Waruhiu Itote (1922 – 30 April 1993), nom de guerre General China, was one of the key leaders of the Mau Mau Uprising (1952–1960) in British Kenya alongside Dedan Kimathi, Stanley Mathenge, Kurito ole Kisio, Musa Mwariama and Muthoni Kirima.
General China was the first senior Mau Mau leader to be captured by the government, when he fell into a trap in 1954. He was jailed alongside future Kenyan president Jomo Kenyatta.
Because of his cooperation with the colonial government, General China's legacy is often controversial. To most of his compatriots, he was a turn-coat who saved his neck by betraying others. He is regarded one of the few moderates among the Mau Mau leadership
Waruhiu Itote was born into a prosperous farming family in Kaheti village, Mukurwe-ini division, Nyeri District in 1922. He received minimal education at a local Church of Scotland mission, before moving to Nairobi as a teenager to escape his father's beatings.
He married his first wife, Leah Wambura, in December 1940.
Itote enlisted in the British army in 1942, serving in the King's African Rifles throughout Asia, firstly at Ceylon and then in the Burma Campaign. Whilst in Burma he was promoted to the rank of Corporal. He passed up an opportunity for promotion and asked to be discharged
Returning to Kenya, he became disillusioned with the lack of opportunities for black soldiers while white soldiers were being rewarded, leading him to become involved in urban politics as he joined the Kenya African Union in 1946. In the company of fellow ex-army comrades he dabbled in the criminal underworld as part of Nairobi's Forty Group, to supplement his wages as a fireman.

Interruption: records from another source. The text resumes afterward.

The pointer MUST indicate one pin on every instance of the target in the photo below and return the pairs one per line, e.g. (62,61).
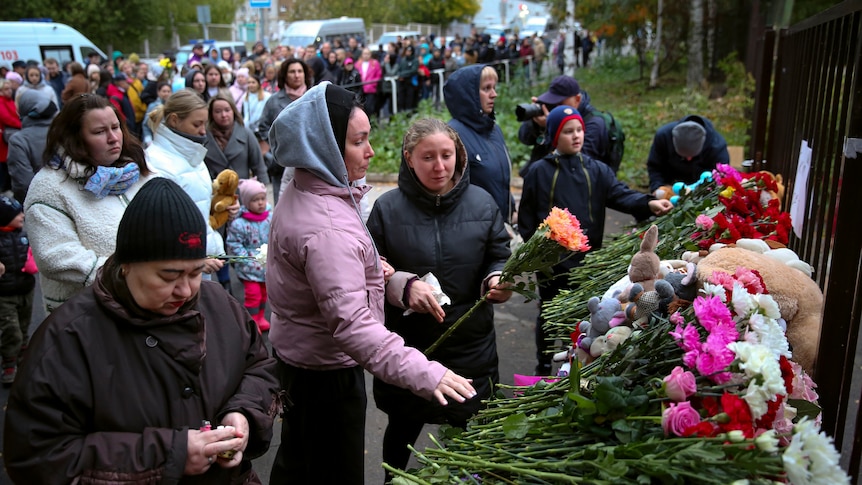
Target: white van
(388,37)
(303,33)
(38,40)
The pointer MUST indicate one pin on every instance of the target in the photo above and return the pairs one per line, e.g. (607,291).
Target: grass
(614,85)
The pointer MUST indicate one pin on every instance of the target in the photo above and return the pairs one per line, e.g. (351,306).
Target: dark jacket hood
(190,77)
(462,98)
(36,108)
(409,183)
(585,106)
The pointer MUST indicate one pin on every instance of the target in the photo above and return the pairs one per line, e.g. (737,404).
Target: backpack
(616,138)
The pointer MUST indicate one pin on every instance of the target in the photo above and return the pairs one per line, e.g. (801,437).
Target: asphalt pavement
(514,321)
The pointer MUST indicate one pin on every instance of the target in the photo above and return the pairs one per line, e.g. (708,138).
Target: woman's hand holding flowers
(454,386)
(422,300)
(499,293)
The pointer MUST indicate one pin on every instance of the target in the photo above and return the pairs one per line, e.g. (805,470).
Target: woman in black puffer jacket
(437,222)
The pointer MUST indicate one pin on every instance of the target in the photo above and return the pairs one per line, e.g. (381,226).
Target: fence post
(763,77)
(394,82)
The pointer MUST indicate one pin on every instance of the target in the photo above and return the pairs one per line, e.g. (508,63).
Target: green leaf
(804,408)
(638,397)
(584,405)
(516,426)
(610,394)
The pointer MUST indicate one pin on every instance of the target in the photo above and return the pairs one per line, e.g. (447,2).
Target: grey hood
(302,137)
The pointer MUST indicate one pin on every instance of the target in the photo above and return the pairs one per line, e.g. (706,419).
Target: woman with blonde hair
(434,207)
(177,153)
(230,144)
(93,167)
(77,84)
(253,103)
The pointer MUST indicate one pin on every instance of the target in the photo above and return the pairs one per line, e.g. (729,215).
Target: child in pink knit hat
(245,237)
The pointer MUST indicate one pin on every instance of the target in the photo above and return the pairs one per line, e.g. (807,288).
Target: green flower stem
(403,474)
(455,325)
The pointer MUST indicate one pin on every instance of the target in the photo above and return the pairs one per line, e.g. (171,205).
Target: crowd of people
(108,173)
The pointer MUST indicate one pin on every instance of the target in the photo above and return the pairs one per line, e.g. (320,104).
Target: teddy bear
(224,196)
(641,303)
(685,286)
(610,341)
(601,313)
(799,299)
(645,267)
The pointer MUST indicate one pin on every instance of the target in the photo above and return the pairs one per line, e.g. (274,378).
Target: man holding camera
(564,90)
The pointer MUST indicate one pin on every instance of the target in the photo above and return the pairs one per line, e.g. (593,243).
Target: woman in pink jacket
(326,283)
(370,70)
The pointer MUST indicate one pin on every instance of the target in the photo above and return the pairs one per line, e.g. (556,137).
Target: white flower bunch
(260,257)
(764,374)
(811,458)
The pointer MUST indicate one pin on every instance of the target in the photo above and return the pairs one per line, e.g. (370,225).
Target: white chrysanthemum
(768,334)
(767,306)
(757,397)
(743,302)
(811,457)
(261,253)
(761,368)
(767,441)
(753,357)
(714,290)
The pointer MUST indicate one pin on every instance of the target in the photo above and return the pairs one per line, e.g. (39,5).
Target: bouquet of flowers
(707,396)
(746,210)
(558,236)
(731,205)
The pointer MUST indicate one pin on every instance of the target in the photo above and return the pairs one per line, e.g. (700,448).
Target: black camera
(528,111)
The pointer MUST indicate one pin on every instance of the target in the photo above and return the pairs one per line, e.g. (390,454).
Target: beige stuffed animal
(224,196)
(645,267)
(799,298)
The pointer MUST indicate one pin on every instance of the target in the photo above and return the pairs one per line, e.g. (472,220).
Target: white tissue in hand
(436,290)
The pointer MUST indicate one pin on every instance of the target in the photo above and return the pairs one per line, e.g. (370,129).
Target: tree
(441,12)
(694,77)
(653,80)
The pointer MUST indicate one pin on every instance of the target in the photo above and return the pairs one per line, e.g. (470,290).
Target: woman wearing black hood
(470,95)
(27,145)
(408,83)
(197,82)
(437,222)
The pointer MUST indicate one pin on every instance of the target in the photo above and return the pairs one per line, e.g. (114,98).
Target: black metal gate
(809,90)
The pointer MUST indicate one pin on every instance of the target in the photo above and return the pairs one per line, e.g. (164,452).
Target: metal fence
(809,92)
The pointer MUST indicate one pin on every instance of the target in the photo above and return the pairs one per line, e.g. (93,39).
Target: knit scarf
(104,182)
(221,135)
(295,93)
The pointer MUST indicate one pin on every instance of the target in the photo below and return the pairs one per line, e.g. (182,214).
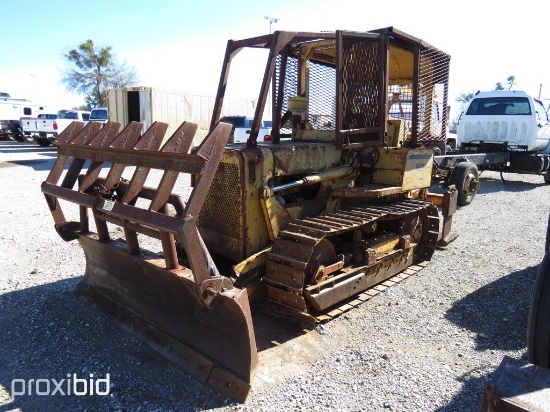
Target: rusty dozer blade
(195,316)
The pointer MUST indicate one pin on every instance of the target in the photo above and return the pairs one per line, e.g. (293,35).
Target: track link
(300,248)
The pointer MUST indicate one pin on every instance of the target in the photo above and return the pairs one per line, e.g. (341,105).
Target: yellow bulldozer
(329,209)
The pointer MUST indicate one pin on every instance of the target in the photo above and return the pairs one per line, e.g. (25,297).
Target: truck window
(542,116)
(499,106)
(236,121)
(99,114)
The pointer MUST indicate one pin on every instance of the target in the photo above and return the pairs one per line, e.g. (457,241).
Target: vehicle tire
(461,177)
(19,137)
(538,328)
(43,141)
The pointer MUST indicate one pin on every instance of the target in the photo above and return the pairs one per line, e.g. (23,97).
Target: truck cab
(505,117)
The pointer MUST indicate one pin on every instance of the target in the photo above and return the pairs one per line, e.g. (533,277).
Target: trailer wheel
(538,329)
(463,176)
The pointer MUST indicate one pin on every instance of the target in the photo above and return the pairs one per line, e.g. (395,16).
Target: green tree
(92,70)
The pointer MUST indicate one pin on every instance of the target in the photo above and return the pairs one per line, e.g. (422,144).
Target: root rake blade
(194,316)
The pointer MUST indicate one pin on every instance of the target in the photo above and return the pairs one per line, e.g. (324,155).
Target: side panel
(146,100)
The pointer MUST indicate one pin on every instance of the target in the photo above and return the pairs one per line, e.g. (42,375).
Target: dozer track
(306,278)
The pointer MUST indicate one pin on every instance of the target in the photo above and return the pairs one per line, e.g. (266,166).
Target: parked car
(49,129)
(11,130)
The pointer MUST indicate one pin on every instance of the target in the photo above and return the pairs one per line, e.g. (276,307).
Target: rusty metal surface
(221,336)
(194,309)
(289,282)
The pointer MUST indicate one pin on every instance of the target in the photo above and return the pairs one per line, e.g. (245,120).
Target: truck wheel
(463,176)
(43,141)
(538,329)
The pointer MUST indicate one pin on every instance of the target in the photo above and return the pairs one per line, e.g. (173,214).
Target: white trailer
(150,104)
(14,109)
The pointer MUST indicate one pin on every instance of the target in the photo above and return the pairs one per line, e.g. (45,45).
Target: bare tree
(92,70)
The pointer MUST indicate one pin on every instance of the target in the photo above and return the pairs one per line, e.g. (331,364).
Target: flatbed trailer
(462,168)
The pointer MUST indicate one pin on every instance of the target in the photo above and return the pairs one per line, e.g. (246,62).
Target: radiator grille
(433,83)
(222,208)
(360,83)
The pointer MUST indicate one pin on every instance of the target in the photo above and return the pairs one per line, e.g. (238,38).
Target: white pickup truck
(506,131)
(30,124)
(49,129)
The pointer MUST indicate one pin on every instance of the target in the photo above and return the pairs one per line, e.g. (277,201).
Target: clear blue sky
(180,45)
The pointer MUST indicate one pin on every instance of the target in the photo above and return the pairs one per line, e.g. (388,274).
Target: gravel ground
(430,343)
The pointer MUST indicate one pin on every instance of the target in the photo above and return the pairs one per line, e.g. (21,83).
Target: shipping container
(150,104)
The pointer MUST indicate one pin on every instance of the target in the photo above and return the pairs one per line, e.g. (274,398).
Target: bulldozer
(329,210)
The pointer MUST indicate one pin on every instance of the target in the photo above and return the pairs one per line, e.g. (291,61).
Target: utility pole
(271,21)
(269,105)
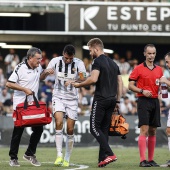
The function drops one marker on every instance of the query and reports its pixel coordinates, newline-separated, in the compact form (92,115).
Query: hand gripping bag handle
(35,100)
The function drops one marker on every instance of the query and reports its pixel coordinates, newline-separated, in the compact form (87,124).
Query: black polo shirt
(106,85)
(146,78)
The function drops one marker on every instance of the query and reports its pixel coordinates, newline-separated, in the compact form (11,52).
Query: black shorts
(149,112)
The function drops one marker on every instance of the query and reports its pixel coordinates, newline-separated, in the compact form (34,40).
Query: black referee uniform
(104,102)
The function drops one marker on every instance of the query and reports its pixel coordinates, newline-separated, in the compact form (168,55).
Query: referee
(144,80)
(24,80)
(106,76)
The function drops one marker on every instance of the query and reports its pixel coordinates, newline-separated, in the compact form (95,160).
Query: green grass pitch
(128,159)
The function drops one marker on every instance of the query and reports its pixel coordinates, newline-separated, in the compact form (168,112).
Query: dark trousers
(16,138)
(100,119)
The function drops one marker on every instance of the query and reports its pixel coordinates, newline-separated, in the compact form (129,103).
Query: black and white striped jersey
(63,73)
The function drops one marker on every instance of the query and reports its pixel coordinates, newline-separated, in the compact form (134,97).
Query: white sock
(59,142)
(169,142)
(69,147)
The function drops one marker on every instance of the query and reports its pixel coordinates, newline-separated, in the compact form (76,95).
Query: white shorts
(168,121)
(69,107)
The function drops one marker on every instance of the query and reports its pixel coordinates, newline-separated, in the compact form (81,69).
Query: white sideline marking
(71,164)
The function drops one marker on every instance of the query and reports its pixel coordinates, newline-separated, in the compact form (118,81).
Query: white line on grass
(71,164)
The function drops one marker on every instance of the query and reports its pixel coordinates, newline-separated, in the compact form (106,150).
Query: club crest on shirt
(74,69)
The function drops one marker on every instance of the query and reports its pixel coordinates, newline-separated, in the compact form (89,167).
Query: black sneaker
(153,163)
(32,160)
(144,163)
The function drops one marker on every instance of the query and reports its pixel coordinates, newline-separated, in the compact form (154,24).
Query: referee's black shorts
(149,112)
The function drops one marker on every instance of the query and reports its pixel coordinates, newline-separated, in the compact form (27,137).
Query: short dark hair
(69,49)
(96,42)
(167,54)
(148,45)
(32,51)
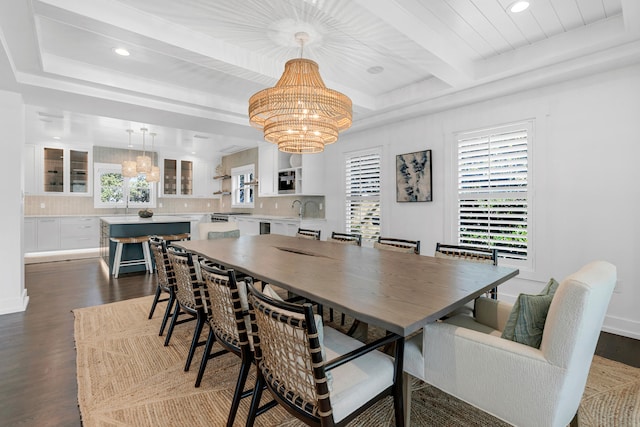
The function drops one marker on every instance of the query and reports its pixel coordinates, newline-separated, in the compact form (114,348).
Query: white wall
(13,295)
(586,152)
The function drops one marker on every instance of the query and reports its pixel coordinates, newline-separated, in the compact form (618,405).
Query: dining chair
(397,245)
(477,360)
(346,238)
(189,295)
(305,233)
(229,325)
(318,374)
(469,253)
(166,281)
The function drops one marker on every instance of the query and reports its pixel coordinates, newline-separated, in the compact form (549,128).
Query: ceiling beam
(631,14)
(421,26)
(119,15)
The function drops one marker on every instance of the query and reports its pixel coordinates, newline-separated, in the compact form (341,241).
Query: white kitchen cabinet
(308,169)
(283,227)
(30,170)
(44,234)
(203,185)
(30,243)
(48,234)
(185,177)
(267,170)
(248,226)
(58,170)
(79,232)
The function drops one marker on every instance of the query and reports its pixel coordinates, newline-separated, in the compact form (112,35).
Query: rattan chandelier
(299,113)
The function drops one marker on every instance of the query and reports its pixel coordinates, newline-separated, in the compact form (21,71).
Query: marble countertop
(156,219)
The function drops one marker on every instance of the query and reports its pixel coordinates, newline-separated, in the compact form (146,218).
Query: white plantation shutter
(362,203)
(493,190)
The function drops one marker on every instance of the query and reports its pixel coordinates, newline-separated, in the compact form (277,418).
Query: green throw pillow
(223,234)
(526,321)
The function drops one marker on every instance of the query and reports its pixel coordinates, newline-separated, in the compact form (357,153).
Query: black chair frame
(165,278)
(309,232)
(402,243)
(471,253)
(320,368)
(197,311)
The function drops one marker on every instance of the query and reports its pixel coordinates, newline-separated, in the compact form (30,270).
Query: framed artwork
(413,177)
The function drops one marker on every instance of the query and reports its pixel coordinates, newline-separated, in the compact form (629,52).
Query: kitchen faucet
(307,202)
(293,204)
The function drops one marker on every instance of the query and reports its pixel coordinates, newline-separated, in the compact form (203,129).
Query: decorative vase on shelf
(145,213)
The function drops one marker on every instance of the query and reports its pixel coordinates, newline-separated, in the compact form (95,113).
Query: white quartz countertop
(273,218)
(156,219)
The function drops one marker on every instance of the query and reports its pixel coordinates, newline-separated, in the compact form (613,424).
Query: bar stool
(117,259)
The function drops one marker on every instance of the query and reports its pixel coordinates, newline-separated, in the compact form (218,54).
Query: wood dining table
(398,292)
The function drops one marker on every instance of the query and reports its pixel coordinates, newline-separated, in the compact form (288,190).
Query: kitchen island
(132,226)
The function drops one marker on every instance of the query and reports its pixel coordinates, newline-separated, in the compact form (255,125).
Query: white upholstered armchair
(525,386)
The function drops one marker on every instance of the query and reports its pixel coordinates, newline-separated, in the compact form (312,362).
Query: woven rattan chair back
(347,239)
(468,253)
(289,356)
(166,281)
(398,245)
(187,282)
(226,314)
(164,270)
(304,233)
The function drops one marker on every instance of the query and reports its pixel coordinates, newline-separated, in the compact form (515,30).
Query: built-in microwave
(287,182)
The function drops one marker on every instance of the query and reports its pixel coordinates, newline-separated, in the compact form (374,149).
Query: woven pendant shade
(143,164)
(129,169)
(299,113)
(129,166)
(154,175)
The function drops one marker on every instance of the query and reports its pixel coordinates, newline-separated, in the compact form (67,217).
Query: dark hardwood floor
(37,354)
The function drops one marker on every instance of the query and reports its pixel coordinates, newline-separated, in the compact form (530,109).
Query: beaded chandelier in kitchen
(129,166)
(143,163)
(299,113)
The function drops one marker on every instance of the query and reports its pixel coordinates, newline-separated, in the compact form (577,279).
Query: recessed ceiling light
(121,51)
(519,6)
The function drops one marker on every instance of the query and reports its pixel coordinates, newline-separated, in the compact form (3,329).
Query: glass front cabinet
(65,171)
(178,177)
(186,178)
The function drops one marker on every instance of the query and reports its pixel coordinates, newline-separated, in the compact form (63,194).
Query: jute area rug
(126,377)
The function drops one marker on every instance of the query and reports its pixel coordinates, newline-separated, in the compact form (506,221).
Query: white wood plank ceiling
(195,63)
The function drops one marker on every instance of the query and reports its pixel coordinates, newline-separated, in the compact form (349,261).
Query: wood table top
(396,291)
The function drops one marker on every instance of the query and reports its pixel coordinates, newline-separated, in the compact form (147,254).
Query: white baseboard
(52,256)
(14,305)
(624,327)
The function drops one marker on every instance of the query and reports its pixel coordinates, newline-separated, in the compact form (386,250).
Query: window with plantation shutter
(493,190)
(362,203)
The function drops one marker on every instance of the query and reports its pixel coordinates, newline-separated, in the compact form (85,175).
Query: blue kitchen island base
(129,226)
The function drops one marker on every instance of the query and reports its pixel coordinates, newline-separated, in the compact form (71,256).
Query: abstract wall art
(413,177)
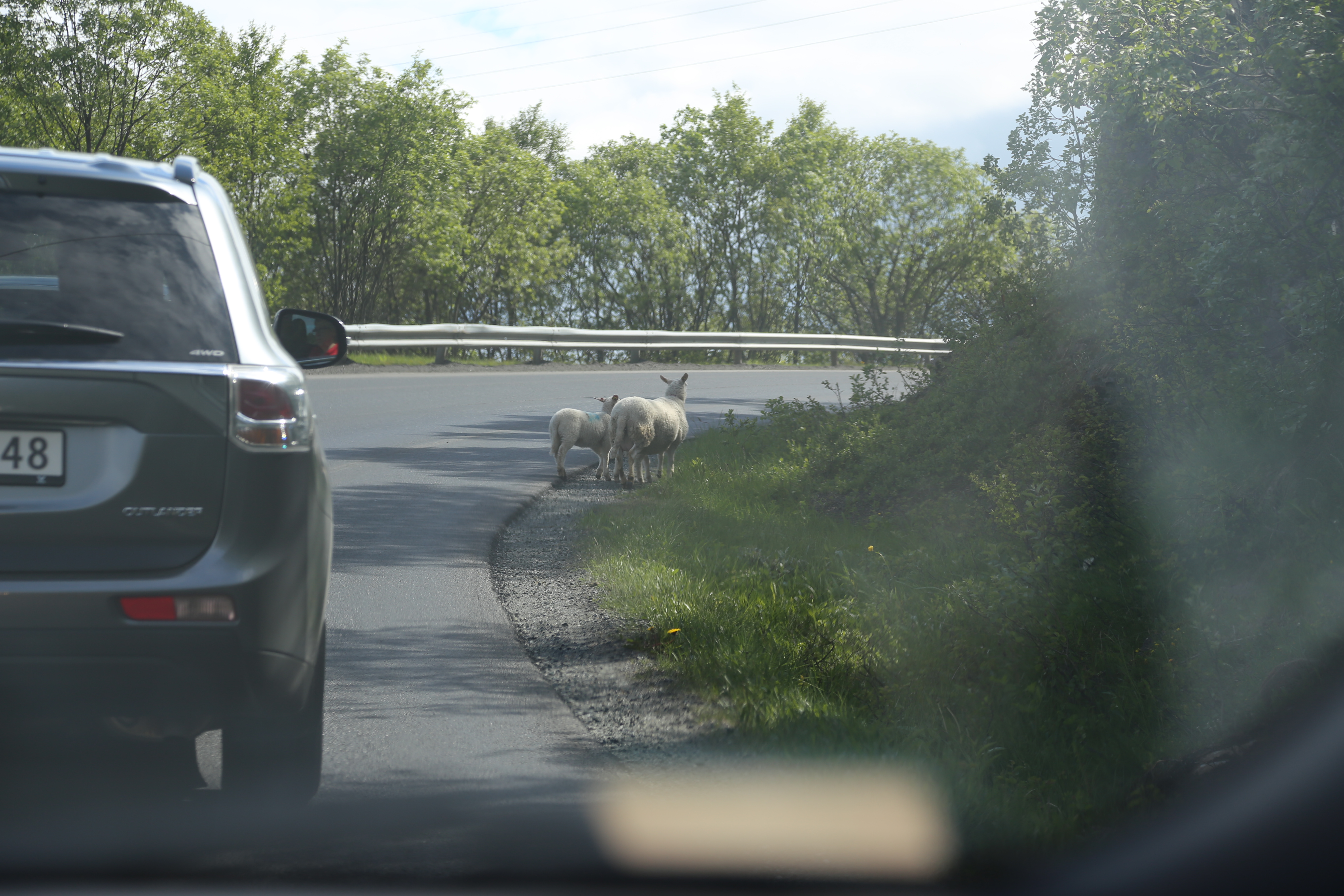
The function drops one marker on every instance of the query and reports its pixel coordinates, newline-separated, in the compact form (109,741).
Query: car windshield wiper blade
(50,334)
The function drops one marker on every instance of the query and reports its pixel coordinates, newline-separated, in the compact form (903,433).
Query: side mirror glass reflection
(311,338)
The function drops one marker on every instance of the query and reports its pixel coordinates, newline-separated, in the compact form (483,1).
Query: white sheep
(643,428)
(581,429)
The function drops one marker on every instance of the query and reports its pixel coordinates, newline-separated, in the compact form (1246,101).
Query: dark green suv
(166,523)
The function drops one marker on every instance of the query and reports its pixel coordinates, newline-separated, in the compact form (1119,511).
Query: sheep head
(677,389)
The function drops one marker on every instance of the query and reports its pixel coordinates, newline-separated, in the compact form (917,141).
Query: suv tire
(275,757)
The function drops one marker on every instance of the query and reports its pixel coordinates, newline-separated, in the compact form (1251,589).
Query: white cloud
(951,72)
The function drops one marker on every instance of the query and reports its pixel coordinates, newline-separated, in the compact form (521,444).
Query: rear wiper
(49,334)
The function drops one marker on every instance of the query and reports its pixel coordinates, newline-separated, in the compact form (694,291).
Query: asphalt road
(428,688)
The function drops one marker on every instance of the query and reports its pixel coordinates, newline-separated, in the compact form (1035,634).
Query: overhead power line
(669,43)
(758,53)
(580,34)
(410,22)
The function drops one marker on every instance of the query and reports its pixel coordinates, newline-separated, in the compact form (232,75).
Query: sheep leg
(603,452)
(560,459)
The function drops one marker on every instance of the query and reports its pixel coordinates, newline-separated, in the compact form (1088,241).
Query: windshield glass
(142,269)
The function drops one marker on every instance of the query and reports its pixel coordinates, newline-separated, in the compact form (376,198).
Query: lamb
(643,428)
(580,429)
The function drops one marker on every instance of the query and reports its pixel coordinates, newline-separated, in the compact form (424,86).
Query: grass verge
(987,623)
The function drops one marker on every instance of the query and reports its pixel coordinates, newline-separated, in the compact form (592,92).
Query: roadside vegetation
(1078,547)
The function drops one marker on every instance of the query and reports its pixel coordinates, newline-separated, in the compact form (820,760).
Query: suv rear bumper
(66,648)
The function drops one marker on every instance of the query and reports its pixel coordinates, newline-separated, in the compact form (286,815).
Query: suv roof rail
(186,168)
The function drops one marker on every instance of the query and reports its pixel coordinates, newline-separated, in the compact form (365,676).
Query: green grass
(963,632)
(406,358)
(384,359)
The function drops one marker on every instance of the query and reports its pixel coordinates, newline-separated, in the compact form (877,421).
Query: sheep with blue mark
(573,429)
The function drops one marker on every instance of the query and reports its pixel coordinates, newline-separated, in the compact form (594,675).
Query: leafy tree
(912,232)
(720,171)
(101,76)
(630,268)
(382,160)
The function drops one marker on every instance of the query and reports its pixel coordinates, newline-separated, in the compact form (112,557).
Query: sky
(944,70)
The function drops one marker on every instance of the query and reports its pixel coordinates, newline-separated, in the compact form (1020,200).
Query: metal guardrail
(444,336)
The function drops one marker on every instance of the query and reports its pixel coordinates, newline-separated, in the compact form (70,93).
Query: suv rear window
(138,264)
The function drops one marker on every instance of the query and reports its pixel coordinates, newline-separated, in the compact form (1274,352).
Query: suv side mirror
(312,338)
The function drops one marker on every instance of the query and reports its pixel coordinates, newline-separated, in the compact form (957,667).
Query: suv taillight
(271,409)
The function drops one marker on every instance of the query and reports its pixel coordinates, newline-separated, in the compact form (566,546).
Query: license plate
(33,457)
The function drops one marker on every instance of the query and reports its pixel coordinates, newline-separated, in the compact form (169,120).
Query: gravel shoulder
(626,702)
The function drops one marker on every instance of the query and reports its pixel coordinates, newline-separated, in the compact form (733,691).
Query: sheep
(581,429)
(643,428)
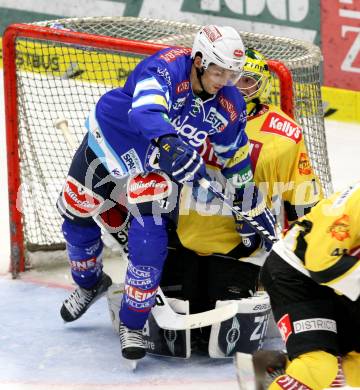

In 1950, Itote swore the Mau Mau oath, and subsequently became responsible for oathing and was an executioner of traitors. As the police began clamping down on Mau Mau activities in 1952, Itote moved to the forests of Mount Kenya with a band of followers to begin his insurgency. From here Itote began a wave of attacks on white settler farms in Nyeri and targeted loyalists to nearby villages. He soon gained a reputation as a skilled commander with an ability to organise.
Itote was captured by British troops on 15 January 1954 during a failed operation against a police post in Mathira. During the capture, he was shot and wounded in the neck.
He was charged with consorting with persons carrying firearms and being in possession of ammunition. Itote was represented at his trial by the prominent Asian lawyer A.R. Kapila. Itote was found guilty and sentenced to hang.
Following a deal instigated by Ian Henderson, Itote agreed to cooperate with the government and negotiate an end to the uprising in return for his life. The cooperation of Itote led General Erskine to bring Operation Anvil to a close.
Itote was unable to bring about the surrender of his Mau Mau comrades, and so was placed in a detention camp in Lokitaung. Here he stayed with his former opponent, Jomo Kenyatta who taught him how to speak and write in English.
In prison, General China saved the future president's life after a fellow inmate, Kariuki Chotara, then a minor on murder charges, attempted to stab Jomo Kenyatta.
Itote stayed in detention for the next nine years, and was released in 1962. He was then taken under the wing of Kenyatta in his new government. He also got military training in Israel, before returning to Kenya to serve as assistant director of the National Youth Service under Geoffrey Griffin, a position he held up to 1984.
In 1967 he published his autobiography, "Mau Mau" General (East African Publishing House), and in 1979 wrote Mau Mau in Action (Transafrica Books). He served as the top officer of Kenya National Youth service with his headquarters at Ruaraka, Nairobi.
He died of a stroke in 1993 at the age of 71. At the time of his death he was running a farm near Ol Kalou in Kenya.
In 2010, Waruhiu's wife and stepdaughter donated the bullet that had been lodged in his neck for three decades to the National Museums of Kenya. The bullet was removed in 1988; it had gone through his chin, bruised his collarbone, ricocheted to the left and then lodged itself at the base of his neck.